Drachenläufer. Roman.
Kahled Hosseini, Berlin Verlag, März 2008
Amir ist der Sohn eines sehr angesehenen und mächtigen Mannes, den er Baba nennt. Amirs Mutter ist bei seiner Geburt gestorben, weshalb der Junge umso mehr um die Anerkennung des Vaters buhlt, aber es gelingt ihm kaum, da dem Jungen jene Eigenschaften zu fehlen scheinen, die für den starken und patriarchalischen Baba wichtig sind. Amir ist eher verträumt, kein Kämpfer, und er schreibt Geschichten, was den Vater wenig beeindruckt - ganz im Gegenteil. Wir befinden uns im Jahr 1975 und in Kabul, der Hauptstadt Afghanistans.
Auf dem Anwesen des Vaters leben außerdem Ali, der Hausdiener, und Hassan, dessen Sohn, der Amir zu Diensten ist, mit dem er aber auch seine gesamte Freizeit verbringt. Hassan liebt Amir aufrichtig und würde alles für ihn tun, aber Amir ist Paschtune und Hassan Hazara, was bedeutet: Der eine gehört zur Herrscherklasse und der andere zur rechtelosen Minderheit. Das zeigt sich zuweilen im eigentlich liebevollen Verhältnis der beiden, so betrügt Amir den Freund bei Nebensächlichkeiten, drängt ihn immer wieder dazu, Dinge zu tun, die dieser nicht tun möchte, um anschließend keineswegs die Verantwortung für die Taten zu übernehmen, sondern auf Ali abzuwälzen, der das klaglos hinnimmt.
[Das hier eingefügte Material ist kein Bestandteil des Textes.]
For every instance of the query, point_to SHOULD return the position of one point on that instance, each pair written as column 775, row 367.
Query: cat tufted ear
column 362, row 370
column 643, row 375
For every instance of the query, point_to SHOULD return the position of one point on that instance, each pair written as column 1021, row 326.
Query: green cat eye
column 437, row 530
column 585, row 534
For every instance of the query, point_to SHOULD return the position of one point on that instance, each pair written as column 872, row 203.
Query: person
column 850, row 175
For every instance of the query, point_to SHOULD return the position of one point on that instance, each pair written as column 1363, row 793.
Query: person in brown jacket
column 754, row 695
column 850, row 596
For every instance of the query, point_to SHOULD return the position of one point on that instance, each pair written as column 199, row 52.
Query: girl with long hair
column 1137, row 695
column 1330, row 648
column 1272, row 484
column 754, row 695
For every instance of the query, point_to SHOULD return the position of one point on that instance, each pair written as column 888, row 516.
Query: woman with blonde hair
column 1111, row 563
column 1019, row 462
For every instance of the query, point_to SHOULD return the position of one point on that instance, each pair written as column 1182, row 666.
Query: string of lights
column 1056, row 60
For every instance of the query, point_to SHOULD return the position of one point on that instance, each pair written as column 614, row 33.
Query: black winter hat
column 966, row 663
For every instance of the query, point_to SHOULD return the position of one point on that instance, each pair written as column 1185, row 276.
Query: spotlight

Zu Beginn des Winters finden in Kabul Drachenkämpfe statt, bei denen es darum geht, die Flugdrachen der anderen zu schneiden, also vom Himmel zu holen, und als letzter einen Drachen in der Luft zu haben. Die gesamte Stadtbevölkerung feiert in dieser Zeit, und der Junge, der den Sieg erringt, ist ein kleiner Held - die einzige Möglichkeit für Amir, den Respekt des Vaters zu erringen. Die Krönung besteht jedoch darin, den zuletzt vom Himmel geholten Drachen zu erlaufen und als Trophäe zu präsentieren. Hassan ist der beste Drachenläufer von allen. Als Amir schließlich den Sieg beim Wettkampf erringt und Hassan startet, um den letzten Drachen zu finden, wird er in einer Gasse vom bösartigen Assef gestellt. Amir erreicht den Schauplatz des Geschehens kurz danach, hält sich aber versteckt. Und auch als der Freund von Assef und dessen Gesellen geschlagen und geschändet wird, zeigt sich Amir nicht. Ein Verrat, der ihn sein Leben lang verfolgen wird.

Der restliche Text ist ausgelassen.